Either way, you get the same final function. Mathematically, this is written as:

• \((F+G)+H = F+(G+H)\).

For each element \(a\) in \(A\), the associative property ensures that:

• \((F(a) + G(a)) + H(a) = F(a) + (G(a) + H(a))\)

thanks to the associativity of real numbers.
It's like picking up three smoothie drinks and mixing them; no matter the glass sequence, the flavor remains constant.

Additive Identity

Think of an additive identity as the "zero" of combining things - it doesn't change anything you add it to. For functions mapping from \(A\) to \(\mathbb{R}\), there's a special function called "Zero". This function assigns each element in \(A\) the number 0.
The reason \(Zero\) holds the title of additive identity is because it doesn't alter any function you add it to. For a function \(F\), when you add \(Zero\) to \(F\), for any element \(a\) in \(A\), it holds that:

• \((\text{Zero} + F)(a) = \text{Zero}(a) + F(a) = 0 + F(a) = F(a)\).

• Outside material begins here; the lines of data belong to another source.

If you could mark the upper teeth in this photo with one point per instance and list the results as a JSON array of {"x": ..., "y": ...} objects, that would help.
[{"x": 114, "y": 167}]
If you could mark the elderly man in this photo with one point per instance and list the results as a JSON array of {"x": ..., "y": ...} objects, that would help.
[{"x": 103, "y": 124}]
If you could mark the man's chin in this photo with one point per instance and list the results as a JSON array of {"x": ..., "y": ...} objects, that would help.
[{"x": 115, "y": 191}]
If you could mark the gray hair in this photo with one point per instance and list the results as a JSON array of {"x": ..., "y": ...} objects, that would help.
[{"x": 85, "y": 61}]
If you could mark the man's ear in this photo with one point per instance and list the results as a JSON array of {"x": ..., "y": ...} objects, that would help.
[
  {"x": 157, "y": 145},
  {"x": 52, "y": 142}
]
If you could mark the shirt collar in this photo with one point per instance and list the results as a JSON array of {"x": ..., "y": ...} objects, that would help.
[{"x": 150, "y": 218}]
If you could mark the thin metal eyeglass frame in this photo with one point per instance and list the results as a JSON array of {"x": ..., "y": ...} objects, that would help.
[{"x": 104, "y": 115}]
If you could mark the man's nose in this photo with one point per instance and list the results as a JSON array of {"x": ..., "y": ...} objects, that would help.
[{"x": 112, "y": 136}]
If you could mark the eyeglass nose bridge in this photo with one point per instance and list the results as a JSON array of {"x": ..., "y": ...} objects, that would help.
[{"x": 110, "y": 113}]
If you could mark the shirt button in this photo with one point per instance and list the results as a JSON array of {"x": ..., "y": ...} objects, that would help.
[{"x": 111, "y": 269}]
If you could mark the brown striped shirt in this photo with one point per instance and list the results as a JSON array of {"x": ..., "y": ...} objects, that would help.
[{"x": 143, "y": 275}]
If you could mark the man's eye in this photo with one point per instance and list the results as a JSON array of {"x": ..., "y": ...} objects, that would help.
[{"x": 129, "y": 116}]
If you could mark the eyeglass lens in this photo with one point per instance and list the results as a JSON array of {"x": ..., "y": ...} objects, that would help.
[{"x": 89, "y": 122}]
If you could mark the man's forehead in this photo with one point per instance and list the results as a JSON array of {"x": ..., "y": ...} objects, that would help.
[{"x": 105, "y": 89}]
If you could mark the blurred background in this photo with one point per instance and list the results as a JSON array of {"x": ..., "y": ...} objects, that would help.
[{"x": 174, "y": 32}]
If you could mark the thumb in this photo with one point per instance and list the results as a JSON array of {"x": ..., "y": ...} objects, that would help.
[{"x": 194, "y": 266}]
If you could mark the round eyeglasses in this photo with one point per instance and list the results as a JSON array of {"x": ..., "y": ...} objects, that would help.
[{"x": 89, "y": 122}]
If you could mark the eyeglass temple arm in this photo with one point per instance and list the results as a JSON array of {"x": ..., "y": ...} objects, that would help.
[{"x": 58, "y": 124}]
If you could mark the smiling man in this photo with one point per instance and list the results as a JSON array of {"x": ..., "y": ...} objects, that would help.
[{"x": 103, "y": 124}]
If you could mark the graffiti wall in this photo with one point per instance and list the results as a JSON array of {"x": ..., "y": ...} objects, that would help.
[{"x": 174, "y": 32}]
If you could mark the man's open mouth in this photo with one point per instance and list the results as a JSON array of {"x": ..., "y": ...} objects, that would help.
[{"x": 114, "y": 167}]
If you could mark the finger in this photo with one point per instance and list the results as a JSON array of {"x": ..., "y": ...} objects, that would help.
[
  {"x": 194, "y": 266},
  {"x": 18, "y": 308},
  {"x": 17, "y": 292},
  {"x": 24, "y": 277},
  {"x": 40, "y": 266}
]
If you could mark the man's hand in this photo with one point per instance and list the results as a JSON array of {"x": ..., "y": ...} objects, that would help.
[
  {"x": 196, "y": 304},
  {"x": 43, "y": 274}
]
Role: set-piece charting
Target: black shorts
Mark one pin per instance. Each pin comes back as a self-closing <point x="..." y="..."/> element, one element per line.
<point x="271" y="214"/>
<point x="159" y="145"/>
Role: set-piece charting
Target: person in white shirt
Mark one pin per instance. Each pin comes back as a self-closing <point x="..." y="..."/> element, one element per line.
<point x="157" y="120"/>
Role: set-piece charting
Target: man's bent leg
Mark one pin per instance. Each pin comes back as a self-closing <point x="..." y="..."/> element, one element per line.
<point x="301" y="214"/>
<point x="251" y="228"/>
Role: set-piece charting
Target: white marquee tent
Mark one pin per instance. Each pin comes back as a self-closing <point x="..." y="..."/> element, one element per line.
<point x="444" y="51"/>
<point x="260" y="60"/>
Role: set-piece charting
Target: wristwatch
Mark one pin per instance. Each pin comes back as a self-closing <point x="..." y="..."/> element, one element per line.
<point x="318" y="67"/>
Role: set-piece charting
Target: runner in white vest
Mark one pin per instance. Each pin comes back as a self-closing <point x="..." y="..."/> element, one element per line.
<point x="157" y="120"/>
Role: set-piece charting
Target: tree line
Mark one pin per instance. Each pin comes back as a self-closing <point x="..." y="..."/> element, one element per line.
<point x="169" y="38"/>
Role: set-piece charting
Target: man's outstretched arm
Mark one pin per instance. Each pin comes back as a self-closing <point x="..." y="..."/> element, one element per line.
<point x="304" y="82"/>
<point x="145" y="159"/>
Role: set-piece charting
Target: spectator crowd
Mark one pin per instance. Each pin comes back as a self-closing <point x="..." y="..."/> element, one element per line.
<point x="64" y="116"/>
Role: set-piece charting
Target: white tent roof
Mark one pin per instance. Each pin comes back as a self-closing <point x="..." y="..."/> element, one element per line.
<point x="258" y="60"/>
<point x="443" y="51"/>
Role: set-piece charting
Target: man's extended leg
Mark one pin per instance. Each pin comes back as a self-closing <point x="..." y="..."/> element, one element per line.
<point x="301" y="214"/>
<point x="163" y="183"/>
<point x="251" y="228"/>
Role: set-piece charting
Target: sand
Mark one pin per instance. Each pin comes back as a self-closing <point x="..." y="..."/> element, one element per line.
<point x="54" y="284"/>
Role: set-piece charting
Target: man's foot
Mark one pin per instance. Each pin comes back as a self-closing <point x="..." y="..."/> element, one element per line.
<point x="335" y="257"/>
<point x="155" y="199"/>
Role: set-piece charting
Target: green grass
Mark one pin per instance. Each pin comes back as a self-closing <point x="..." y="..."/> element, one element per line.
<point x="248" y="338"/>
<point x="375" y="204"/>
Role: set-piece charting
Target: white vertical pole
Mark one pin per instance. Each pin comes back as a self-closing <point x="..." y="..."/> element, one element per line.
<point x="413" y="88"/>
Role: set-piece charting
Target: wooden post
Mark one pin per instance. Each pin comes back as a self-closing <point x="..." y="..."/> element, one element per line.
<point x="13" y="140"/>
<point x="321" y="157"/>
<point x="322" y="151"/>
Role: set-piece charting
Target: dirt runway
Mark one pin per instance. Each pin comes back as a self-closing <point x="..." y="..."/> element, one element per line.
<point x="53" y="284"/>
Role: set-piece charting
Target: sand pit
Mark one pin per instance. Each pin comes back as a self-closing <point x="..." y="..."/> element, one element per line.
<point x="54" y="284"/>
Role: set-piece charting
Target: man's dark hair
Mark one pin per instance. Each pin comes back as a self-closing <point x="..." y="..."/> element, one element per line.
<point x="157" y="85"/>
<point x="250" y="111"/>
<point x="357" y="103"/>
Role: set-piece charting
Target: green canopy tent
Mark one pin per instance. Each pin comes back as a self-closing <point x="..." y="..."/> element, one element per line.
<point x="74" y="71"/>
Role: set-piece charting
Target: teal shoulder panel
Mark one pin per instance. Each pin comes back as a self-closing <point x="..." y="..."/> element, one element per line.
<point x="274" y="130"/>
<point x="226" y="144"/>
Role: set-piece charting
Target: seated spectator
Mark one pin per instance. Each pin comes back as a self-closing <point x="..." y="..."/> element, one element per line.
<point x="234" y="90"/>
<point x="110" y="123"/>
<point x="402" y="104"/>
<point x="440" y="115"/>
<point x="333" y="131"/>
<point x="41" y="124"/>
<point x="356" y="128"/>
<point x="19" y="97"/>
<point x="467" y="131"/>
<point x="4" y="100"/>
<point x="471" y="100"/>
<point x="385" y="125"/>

It's like having a clear sheet among colored sheets of paper; when put together, it doesn't change the color, just as 0 added to any number keeps the original number intact.
So, \(Zero\) acts as the neutral party within the set of functions \(\mathcal{F}_{A}\).

Additive Inverses

An additive inverse is like the perfect opposite of an element, in this case, a function, that when added together results in a neutral outcome, or zero. For any function \(F\), there's another function \(\bar{F}\) that acts as its twin with opposite traits.
The way \(\bar{F}\) is constructed is by flipping every output of \(F\) to its negative counterpart:
for every \(a\) in \(A\), \(\bar{F}(a)=-F(a)\).
When you add \(F\) and \(\bar{F}\), for each \(a\), you compute:

• \((F + \bar{F})(a) = F(a) + \bar{F}(a) = F(a) + (-F(a)) = 0\).

This means that the pair \(F\) and \(\bar{F}\) come together to give the Zero function, which maps every element of \(A\) to 0.
It's like wearing and removing a hat – together, they bring back your original look, much as \(F + \bar{F}\) restores the additive identity.